Kopenhag gezisinde Danimarka parlamentosunun etkili partilerden olan Sosyal Demokrat Parti'nin Türk kökenli milletvekili Hüseyin Araç ile da bir araya geldik. İşçilikten milletvekilliğine yükselen Araç ile daha çok CHP'yi ve sosyal demokrasiyi konuştuk.
İçeride veya dışarıda solla bir biçimde ilişkisi olan herkesin derdi hep aynı: Türkiye'de gerçek sosyal demokrat partiye ihtiyaç var. Danimarka'da milletvekili olan Hüseyin Araç'ın da derdi aynı. Daha söze başlarken şöyle diyor:
"Türkiye'de toplumun sosyal demokrat bir partiye ihtiyacı var. Ama ne yazık ki mevcut partiler bunu karşılamıyor."
Araya girip, "CHP var.
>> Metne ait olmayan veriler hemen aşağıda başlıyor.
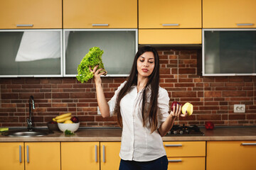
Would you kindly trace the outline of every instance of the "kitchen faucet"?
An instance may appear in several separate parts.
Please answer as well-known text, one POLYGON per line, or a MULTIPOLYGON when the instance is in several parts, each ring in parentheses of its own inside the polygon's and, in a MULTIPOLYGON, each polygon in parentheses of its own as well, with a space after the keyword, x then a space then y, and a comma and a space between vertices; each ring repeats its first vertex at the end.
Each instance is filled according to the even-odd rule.
POLYGON ((29 131, 32 131, 32 129, 33 129, 32 119, 31 119, 31 115, 32 115, 31 102, 32 102, 32 108, 35 109, 36 108, 35 108, 35 102, 34 102, 33 96, 31 96, 29 97, 29 118, 27 119, 28 130, 29 131))

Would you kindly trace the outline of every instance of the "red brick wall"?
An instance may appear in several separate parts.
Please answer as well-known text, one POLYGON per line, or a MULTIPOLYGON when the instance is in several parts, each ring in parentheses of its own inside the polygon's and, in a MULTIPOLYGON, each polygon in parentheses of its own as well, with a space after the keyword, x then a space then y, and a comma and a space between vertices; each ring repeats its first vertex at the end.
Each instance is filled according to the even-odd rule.
MULTIPOLYGON (((194 106, 191 116, 176 124, 255 125, 255 76, 201 76, 198 75, 197 51, 159 50, 161 86, 169 94, 170 103, 178 101, 194 106), (245 104, 245 113, 234 113, 234 104, 245 104)), ((200 58, 200 57, 199 57, 200 58)), ((102 78, 105 96, 110 99, 125 77, 102 78)), ((53 118, 65 113, 78 115, 81 126, 116 126, 116 118, 97 115, 95 84, 80 84, 75 78, 0 79, 0 127, 26 126, 28 98, 33 96, 35 126, 45 126, 53 118)))

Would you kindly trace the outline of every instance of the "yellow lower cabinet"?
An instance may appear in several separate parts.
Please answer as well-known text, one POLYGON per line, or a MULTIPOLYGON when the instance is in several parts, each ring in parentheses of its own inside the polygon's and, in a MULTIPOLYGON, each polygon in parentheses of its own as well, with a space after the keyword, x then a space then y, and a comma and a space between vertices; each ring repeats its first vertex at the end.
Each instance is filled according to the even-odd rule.
POLYGON ((61 142, 62 170, 99 170, 100 142, 61 142))
POLYGON ((100 170, 119 169, 120 148, 120 142, 100 142, 100 170))
POLYGON ((256 169, 256 141, 207 142, 206 170, 256 169))
POLYGON ((168 169, 205 170, 206 142, 164 142, 168 169))
POLYGON ((60 170, 60 142, 25 142, 26 170, 60 170))
POLYGON ((168 169, 205 170, 205 157, 168 157, 168 169))
POLYGON ((0 142, 0 169, 23 170, 23 142, 0 142))

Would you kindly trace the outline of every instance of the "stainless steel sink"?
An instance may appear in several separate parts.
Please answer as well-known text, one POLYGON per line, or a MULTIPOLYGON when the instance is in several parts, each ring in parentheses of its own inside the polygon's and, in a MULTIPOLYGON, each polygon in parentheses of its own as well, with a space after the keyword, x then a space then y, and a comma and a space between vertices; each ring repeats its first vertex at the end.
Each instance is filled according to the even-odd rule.
POLYGON ((51 133, 53 132, 50 130, 33 130, 32 131, 28 131, 27 130, 16 130, 4 132, 2 135, 9 137, 36 137, 46 136, 51 133))

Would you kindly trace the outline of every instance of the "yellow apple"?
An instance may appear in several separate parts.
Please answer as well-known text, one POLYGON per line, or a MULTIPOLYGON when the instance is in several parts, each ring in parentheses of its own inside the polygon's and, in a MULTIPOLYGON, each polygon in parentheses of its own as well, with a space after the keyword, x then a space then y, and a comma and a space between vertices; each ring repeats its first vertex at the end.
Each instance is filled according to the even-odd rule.
POLYGON ((193 113, 193 105, 191 103, 186 103, 182 106, 182 113, 185 114, 186 110, 188 112, 188 115, 192 115, 192 113, 193 113))

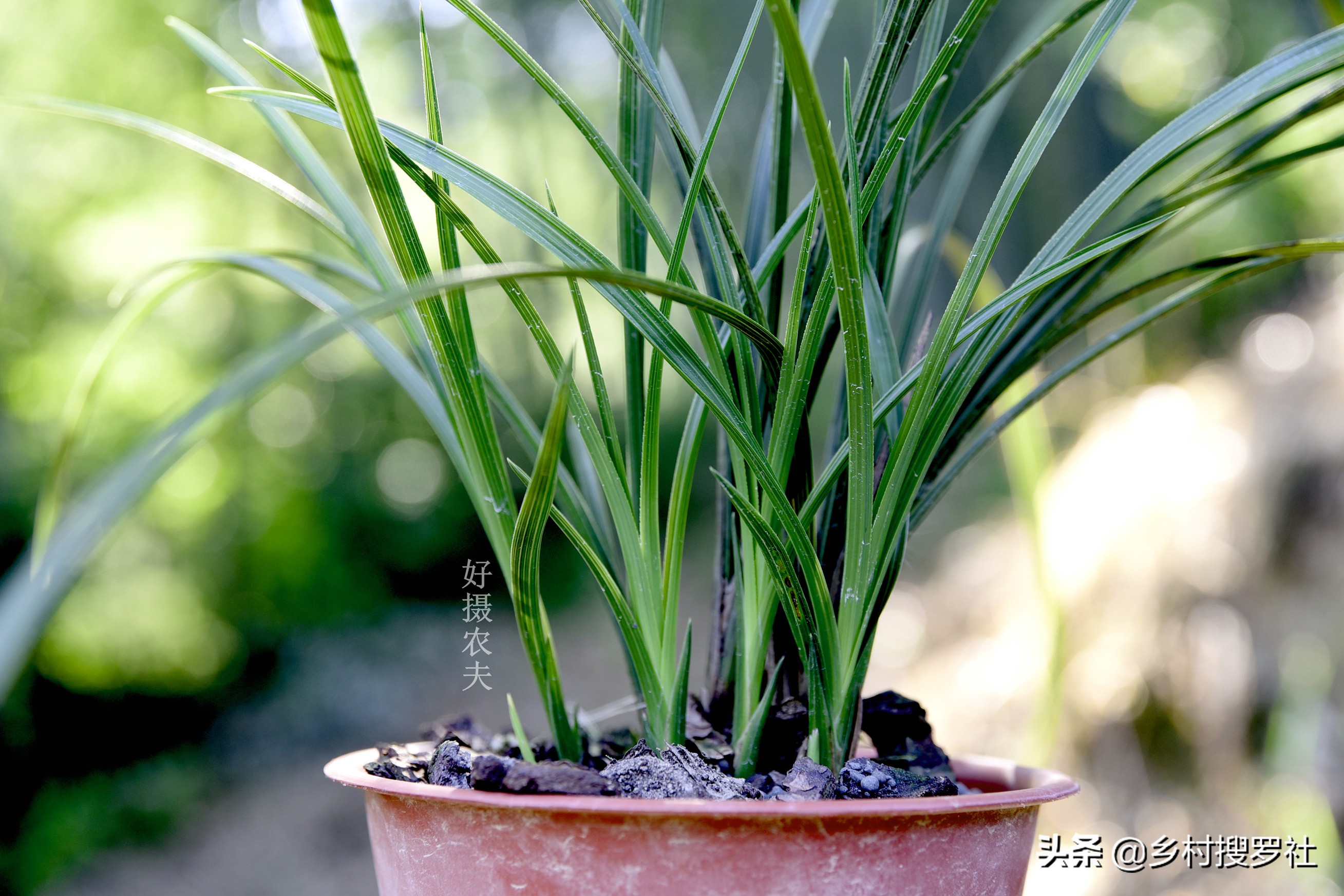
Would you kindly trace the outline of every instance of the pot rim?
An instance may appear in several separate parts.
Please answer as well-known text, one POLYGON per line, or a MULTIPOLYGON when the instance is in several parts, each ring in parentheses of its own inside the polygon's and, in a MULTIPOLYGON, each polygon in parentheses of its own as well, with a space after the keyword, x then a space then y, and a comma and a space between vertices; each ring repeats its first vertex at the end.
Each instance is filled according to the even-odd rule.
POLYGON ((364 771, 364 763, 374 762, 376 758, 378 750, 374 747, 356 750, 328 762, 323 767, 323 774, 348 787, 359 787, 388 797, 410 797, 491 809, 582 811, 606 815, 746 815, 754 818, 945 815, 1025 809, 1078 793, 1078 782, 1063 772, 1031 768, 991 756, 958 756, 952 759, 952 764, 960 778, 976 785, 1004 787, 1004 790, 958 797, 821 799, 814 802, 622 799, 620 797, 573 797, 566 794, 504 794, 427 785, 418 780, 379 778, 364 771))

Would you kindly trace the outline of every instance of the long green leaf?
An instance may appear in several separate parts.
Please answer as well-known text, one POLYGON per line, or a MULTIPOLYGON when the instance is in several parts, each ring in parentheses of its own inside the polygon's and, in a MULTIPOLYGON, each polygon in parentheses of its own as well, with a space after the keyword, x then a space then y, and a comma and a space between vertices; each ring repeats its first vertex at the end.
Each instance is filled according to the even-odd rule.
POLYGON ((532 481, 527 484, 527 493, 523 496, 523 505, 517 512, 509 566, 513 570, 513 609, 517 631, 532 664, 536 686, 542 692, 546 716, 551 723, 551 736, 555 737, 555 750, 560 759, 578 762, 583 758, 582 744, 564 705, 564 689, 560 684, 559 664, 555 661, 551 622, 542 600, 542 533, 546 531, 546 520, 551 514, 551 500, 558 478, 556 469, 560 462, 560 449, 564 446, 569 386, 570 365, 566 364, 555 380, 551 410, 546 415, 546 427, 542 431, 542 450, 536 454, 532 481))

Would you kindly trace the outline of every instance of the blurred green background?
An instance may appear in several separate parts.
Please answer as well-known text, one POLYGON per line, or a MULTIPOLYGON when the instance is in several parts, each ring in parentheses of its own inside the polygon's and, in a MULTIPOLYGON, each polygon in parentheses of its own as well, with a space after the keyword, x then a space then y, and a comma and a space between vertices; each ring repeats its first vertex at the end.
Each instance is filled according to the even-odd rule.
MULTIPOLYGON (((430 3, 448 142, 535 196, 550 183, 564 218, 613 251, 614 191, 595 160, 503 52, 448 4, 430 3)), ((616 62, 578 4, 484 5, 610 130, 616 62)), ((821 50, 828 102, 837 99, 839 59, 863 58, 872 5, 839 4, 821 50)), ((961 5, 953 3, 953 15, 961 5)), ((741 23, 750 11, 742 0, 668 4, 667 44, 702 116, 739 38, 700 27, 711 7, 741 23)), ((337 8, 382 114, 418 129, 418 4, 337 8)), ((5 0, 3 11, 0 90, 122 106, 297 177, 251 109, 204 94, 216 82, 163 20, 195 24, 278 85, 242 40, 312 71, 298 0, 5 0)), ((972 56, 970 85, 982 83, 1032 12, 1032 3, 1003 4, 972 56)), ((1020 206, 997 271, 1007 277, 1024 263, 1161 124, 1325 27, 1327 15, 1308 0, 1141 0, 1048 150, 1048 177, 1038 176, 1020 206)), ((1051 48, 1024 78, 962 232, 974 232, 1070 46, 1051 48)), ((728 172, 745 171, 751 156, 769 59, 767 42, 758 42, 715 150, 737 208, 746 184, 728 172)), ((969 95, 962 89, 953 106, 969 95)), ((327 246, 293 210, 176 148, 42 113, 3 109, 0 117, 7 568, 31 533, 62 406, 113 313, 116 285, 194 247, 327 246)), ((333 133, 309 133, 344 157, 333 133)), ((800 161, 796 192, 806 180, 800 161)), ((665 184, 656 187, 661 208, 676 207, 657 191, 665 184)), ((477 220, 505 258, 539 258, 501 222, 484 212, 477 220)), ((1192 230, 1181 251, 1325 235, 1344 230, 1341 222, 1344 167, 1327 156, 1228 204, 1192 230)), ((1329 265, 1294 267, 1220 296, 1051 396, 1058 463, 1042 484, 1046 512, 1035 533, 1013 512, 1001 459, 986 454, 913 543, 870 686, 923 700, 953 751, 1024 755, 1050 677, 1040 661, 1042 594, 1064 606, 1062 724, 1044 752, 1034 750, 1087 786, 1046 817, 1043 832, 1055 825, 1067 840, 1145 825, 1171 836, 1183 825, 1196 834, 1257 827, 1310 832, 1325 844, 1316 875, 1075 873, 1036 877, 1030 892, 1339 892, 1331 883, 1339 880, 1335 819, 1344 811, 1335 674, 1344 647, 1344 308, 1336 275, 1329 265), (1271 312, 1278 316, 1265 317, 1271 312), (1094 473, 1097 457, 1121 458, 1133 478, 1099 482, 1107 477, 1094 473), (1218 467, 1211 458, 1231 459, 1218 467), (1091 541, 1079 543, 1078 532, 1091 541)), ((538 292, 543 313, 563 321, 567 297, 538 292)), ((539 414, 550 377, 526 333, 497 294, 472 302, 482 352, 539 414)), ((599 339, 614 341, 618 318, 602 302, 590 308, 599 339)), ((78 446, 77 478, 199 395, 239 352, 308 313, 235 274, 215 274, 167 302, 116 356, 78 446)), ((556 336, 563 343, 577 330, 558 322, 556 336)), ((667 419, 679 419, 684 402, 684 390, 673 390, 667 419)), ((677 435, 669 430, 669 458, 677 435)), ((712 486, 698 488, 703 509, 712 486)), ((687 600, 698 617, 708 606, 708 514, 692 525, 706 557, 688 560, 687 600)), ((585 705, 618 699, 622 666, 605 611, 575 559, 552 548, 547 600, 571 689, 585 705)), ((321 780, 325 758, 413 736, 418 723, 464 708, 501 724, 505 689, 520 697, 528 724, 542 725, 507 609, 492 629, 497 689, 460 693, 461 567, 488 556, 414 406, 349 340, 309 359, 231 415, 114 531, 0 709, 9 772, 0 889, 374 892, 359 799, 321 780)))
Sosyal demokrat olduklarını söylüyor" diyoruz: Cevabı dolaylı oluyor: "Tek tek partiler için bir şey demem ama bizim burada gördüğümüz standartlarda bir parti Türkiye'de yok." Biraz üsteleyip CHP'de Kemal Kılıçdaroğlu'nun değişim yapıp yapamayacağını soruyorum.
"Nasıl bir değişim olacağını merakla bekliyoruz. Avrupa'da çok sayıda Türkiyeli sosyal demokrat milletvekili var. Bizden yararlanmalarını istiyoruz. Daha önce birkaç arkadaş CHP'yle görüşmek için Ankara'ya gittik. O günkü genel başkan bizimle görüşmediği gibi görüşmek için görevlendirdiği parti yöneticisi de saatlerce bizi kapıda bekletti. Bu anlayışla sosyal demokrat parti olunmaz..."
Galatasaray'ı hatırlamak
Kopenhag'a gelip de o muhteşem Galatasaray- Arsenal maçını hatırlamamak mümkün mü?
10 yıl önce 17 Mayıs 2000'de Kopenhag'a Galatasaray'ın UEFA Kupası final maçı için gelmiştim. Kopenhag'da bahar havası vardı ama bir Beşiktaşlı olarak orada gördüğüm Galatasaray havası bir başkaydı.
Gerçekten o maç unutulmaz bir maçtı... Hagi'li, Hakan Şükür'lü, Arif'li ve tabii ki Taffarel'li bir Galatasaray tarih yazmıştı. O gün 10 yıl sonra Galatasaray'ı sorsalardı herhalde Şampiyonlar Ligi'nde final oynar derdim.
Peki ya şimdi? Futbolda ileriye gideceğimize geriye gittik. Neden acaba?